Problem with loss for project DQN

by Lucas Antoine Reymond -
Number of replies: 8

Hello,

We have implemented the Question 3.a for the DQN project, trained the network for 500 episodes with parameters given in the .pdf : We use a 3 hidden layer fully connected neural net with layers of size input size, 64, 32, 16, output size, the learning rate is 5 · 10−3, the discount factor is 0.9, the batch size is 2048 and the buffer size is 20000. The epsilon is 0.7.

We are still stuck with a network that is not learning. We plotted the cumulative reward (over the 30 weeks) for each episode and the loss over the 500 episodes and see that the loss is increasing too much. We tried with the loss functions F.mse_loss and F.smooth_l1_loss and obtain something similar in both cases. Here are the plots of our cumulative rewards and loss.

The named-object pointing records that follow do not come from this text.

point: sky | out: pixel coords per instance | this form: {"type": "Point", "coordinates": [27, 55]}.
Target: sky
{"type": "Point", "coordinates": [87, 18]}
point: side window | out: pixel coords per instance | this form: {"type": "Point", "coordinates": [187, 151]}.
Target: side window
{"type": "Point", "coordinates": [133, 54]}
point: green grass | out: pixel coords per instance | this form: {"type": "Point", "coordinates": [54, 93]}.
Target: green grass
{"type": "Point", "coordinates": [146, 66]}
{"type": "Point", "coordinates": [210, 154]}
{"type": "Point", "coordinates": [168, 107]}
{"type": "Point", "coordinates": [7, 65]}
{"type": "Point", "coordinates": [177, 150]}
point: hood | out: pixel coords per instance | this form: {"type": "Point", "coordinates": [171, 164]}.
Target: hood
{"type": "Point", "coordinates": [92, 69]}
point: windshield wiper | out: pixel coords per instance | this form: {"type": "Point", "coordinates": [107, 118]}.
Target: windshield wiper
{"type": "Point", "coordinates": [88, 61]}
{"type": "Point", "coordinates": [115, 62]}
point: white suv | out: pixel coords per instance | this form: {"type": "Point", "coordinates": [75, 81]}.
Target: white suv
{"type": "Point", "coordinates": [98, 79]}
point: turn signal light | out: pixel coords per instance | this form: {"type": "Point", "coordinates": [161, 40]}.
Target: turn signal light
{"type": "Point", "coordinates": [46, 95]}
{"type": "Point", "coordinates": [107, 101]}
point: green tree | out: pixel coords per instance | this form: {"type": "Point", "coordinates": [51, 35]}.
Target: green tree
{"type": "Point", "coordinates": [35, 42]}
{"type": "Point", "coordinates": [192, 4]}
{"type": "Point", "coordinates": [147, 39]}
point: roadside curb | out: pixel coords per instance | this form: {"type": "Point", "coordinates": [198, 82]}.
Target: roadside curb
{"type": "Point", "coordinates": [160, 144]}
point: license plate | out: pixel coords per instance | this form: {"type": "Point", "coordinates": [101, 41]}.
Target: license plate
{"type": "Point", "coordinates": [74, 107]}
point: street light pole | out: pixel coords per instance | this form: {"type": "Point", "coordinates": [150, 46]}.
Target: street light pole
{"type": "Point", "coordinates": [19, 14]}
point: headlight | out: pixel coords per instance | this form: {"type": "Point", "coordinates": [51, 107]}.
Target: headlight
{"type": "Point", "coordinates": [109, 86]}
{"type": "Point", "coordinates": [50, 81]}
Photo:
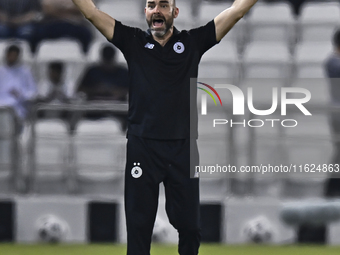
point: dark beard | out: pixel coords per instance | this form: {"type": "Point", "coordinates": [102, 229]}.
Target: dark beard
{"type": "Point", "coordinates": [160, 33]}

Has anyone encountered this problem and managed to fix it? Or could someone please give us some advice on how to solve this problem? 

Thanks a lot!

loss

In reply to Lucas Antoine Reymond

Re: Problem with loss for project DQN

by Paul Charles Jacques Boulenger -
Hi !
Did you remove the clip_grad_value_ line that is in the provided PyTorch example ?
I had a similar problem and removing this line (or modifying it) kinda solved the problem.
In reply to Paul Charles Jacques Boulenger

Re: Problem with loss for project DQN

by Lucas Antoine Reymond -
Yes, we tried with and without this line and we get almost the same loss.
In reply to Lucas Antoine Reymond

Re: Problem with loss for project DQN

by Titouan Alexis Arthur Renard -
A lot of different things can cause such a problem when implementing DQN, but essentially what this indicates is that "the algorithm fails a fitting the data". So somehow Q-values estimations are becoming more and more wrong. My two best guesses about what this could be (but this is by no means an exhaustive list of possibilities I'm afraid) are the following:
1. Your loss is wrong, something is incorrect in the way your loss is computed and hence your computing a quantity which is not Q-values. Therefore your algorithm does not converge to anything stable and your loss blows up. Note that it might be wrong in a tricky way, (the line where you compute the loss might look right and still compute the wrong value), a common source of such mistakes is automatic broadcasting working in a way which you did not intend.
2. Your data is not correctly processed. Something which can lead to such a loss blow-up is mistakes in the sampling of the data. For instance a very common thing that I have seen happen is just giving the wrong reward in the loss (as in you use a mix up the state-action-reward tuples and pass rewards associated with the wrong state-action-pairs when computing the loss) this can also happen because of automatic broadcasting working in mysterious unintended ways.
Sorry I'm not able to provide a nice and concise solution to your problem but I think these two leads have a chance of solving your problem. Best luck !
In reply to Titouan Alexis Arthur Renard

Re: Problem with loss for project DQN

by Lucas Antoine Reymond -
Thank you for the help! We fixed it and it works now.
In reply to Lucas Antoine Reymond

Problem with loss for project DQN

by Eva Cramatte -
We have the same problem with the loss. Could you explain to me how you did it, please?
In reply to Eva Cramatte

Re: Problem with loss for project DQN

by Lucas Antoine Reymond -
The way we processed the data was wrong, we were not using the correct observation when optimizing. I hope it can help!
In reply to Lucas Antoine Reymond

Re: Problem with loss for project DQN

by Camille Valentine Cathala -
Hello,
I am still having the same problem. I don't see where the processing of the observations can be wrong. Was it in the states you use for computing the Q-values ?
Thanks in advance
In reply to Camille Valentine Cathala

Re: Problem with loss for project DQN

by Lucas Antoine Reymond -
Hello,
The mistake we had was that we put the wrong observation in the buffer. Over the 30 weeks we were always giving the observation from the 1st week to the buffer in the learning step. After fixing this mistake, the loss looked better.